Veduta di Strongoli, 1730 (Crotone).jpg

Epoca moderna

Fu parte attiva nella sollevazione delle Calabrie contro i Francesi (1806), che ritirandosi la incendiarono: il 29 luglio 1806 le truppe francesi del Reynier assalirono la città, la cui popolazione si era ribellata e non voleva aprire le porte. Messo a ferro e fuoco l’abitato, si liberarono anche alcuni prigionieri polacchi, che rinchiusi dai briganti nel castello erano di continuo minacciati di morte.

Rioccupata l’anno successivo, subì una dura repressione.

La successiva storia di Strongoli è legata alle vicissitudini di quella nazionale.

Dopo il 1815, con il nuovo ordinamento amministrativo del Regno delle Due Sicilie, Strongoli passò dalla Provincia di Cosenza a quella di Catanzaro.

Dal 1992 è uno dei 27 comuni della nuova Provincia di Crotone.

Simboli

Il decreto del capo del governo del 1º febbraio 1936 riconosceva lo stemma storico presente nel catasto onciario di Strongoli del 1741.[17][18] Lo stemma attualmente in uso è stato concesso, assieme al gonfalone, con il decreto del presidente della Repubblica del 22 maggio 2002.[19]

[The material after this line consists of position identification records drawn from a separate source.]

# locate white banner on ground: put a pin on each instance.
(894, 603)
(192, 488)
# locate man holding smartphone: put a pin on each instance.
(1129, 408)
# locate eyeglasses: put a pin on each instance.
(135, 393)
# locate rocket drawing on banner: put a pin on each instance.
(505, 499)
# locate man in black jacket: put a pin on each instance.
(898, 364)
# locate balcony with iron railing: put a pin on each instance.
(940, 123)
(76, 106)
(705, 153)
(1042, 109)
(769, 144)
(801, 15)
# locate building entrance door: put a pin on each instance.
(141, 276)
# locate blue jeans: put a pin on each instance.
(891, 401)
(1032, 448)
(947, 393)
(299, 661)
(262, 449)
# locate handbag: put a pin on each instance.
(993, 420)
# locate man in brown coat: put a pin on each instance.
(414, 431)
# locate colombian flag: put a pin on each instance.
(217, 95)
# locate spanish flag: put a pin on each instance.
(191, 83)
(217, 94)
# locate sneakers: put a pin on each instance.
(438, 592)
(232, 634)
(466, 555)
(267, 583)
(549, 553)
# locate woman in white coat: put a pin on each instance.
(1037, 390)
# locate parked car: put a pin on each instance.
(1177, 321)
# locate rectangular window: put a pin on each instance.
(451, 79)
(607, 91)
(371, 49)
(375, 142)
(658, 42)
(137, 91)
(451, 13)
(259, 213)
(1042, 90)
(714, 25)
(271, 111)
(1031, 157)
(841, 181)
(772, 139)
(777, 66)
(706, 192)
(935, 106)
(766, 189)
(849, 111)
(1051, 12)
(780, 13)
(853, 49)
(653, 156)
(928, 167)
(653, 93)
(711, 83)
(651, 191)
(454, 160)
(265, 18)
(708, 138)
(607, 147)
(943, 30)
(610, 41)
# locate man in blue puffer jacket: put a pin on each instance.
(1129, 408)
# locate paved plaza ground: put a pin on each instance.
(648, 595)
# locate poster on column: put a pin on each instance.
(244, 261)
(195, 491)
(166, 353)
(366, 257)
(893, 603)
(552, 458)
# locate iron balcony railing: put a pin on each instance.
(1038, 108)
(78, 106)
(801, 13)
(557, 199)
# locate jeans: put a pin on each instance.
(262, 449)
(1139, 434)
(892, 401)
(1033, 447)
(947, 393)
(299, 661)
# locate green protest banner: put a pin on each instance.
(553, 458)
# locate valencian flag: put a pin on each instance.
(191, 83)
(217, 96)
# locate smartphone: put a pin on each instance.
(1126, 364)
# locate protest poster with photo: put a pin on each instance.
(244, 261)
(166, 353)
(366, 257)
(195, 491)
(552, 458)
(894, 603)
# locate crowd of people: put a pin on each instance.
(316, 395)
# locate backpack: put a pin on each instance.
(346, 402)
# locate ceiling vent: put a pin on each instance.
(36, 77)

«Di argento, ai cinque monti conici fondati in punta, di verde, infiammati di rosso, il monte centrale più alto, i monti secondo e quarto di altezza mediana, i monti laterali bassi, il monte laterale a sinistra con i declivi intieramente visibili, gli altri monti con i declivi a destra intieramente visibili, con i declivi a sinistra parzialmente celati dal monte a confine. Sotto lo scudo, su lista bifida e svolazzante di argento, il motto in lettere maiuscole di nero Urbs Peteliae nunc Strongoli. Ornamenti esteriori da Città.»

I cinque monti in fiamme simboleggiano i cinque cumuli ai quali i petelini diedero fuoco prima di cedere ad Annibale la città. Secondo altri, i colli raffigurerebbero le cinque distruzioni subite.[17]

Sotto lo scudo è presente un nastro riportante la dicitura “Urbs Peteliae nunc Strongoli”.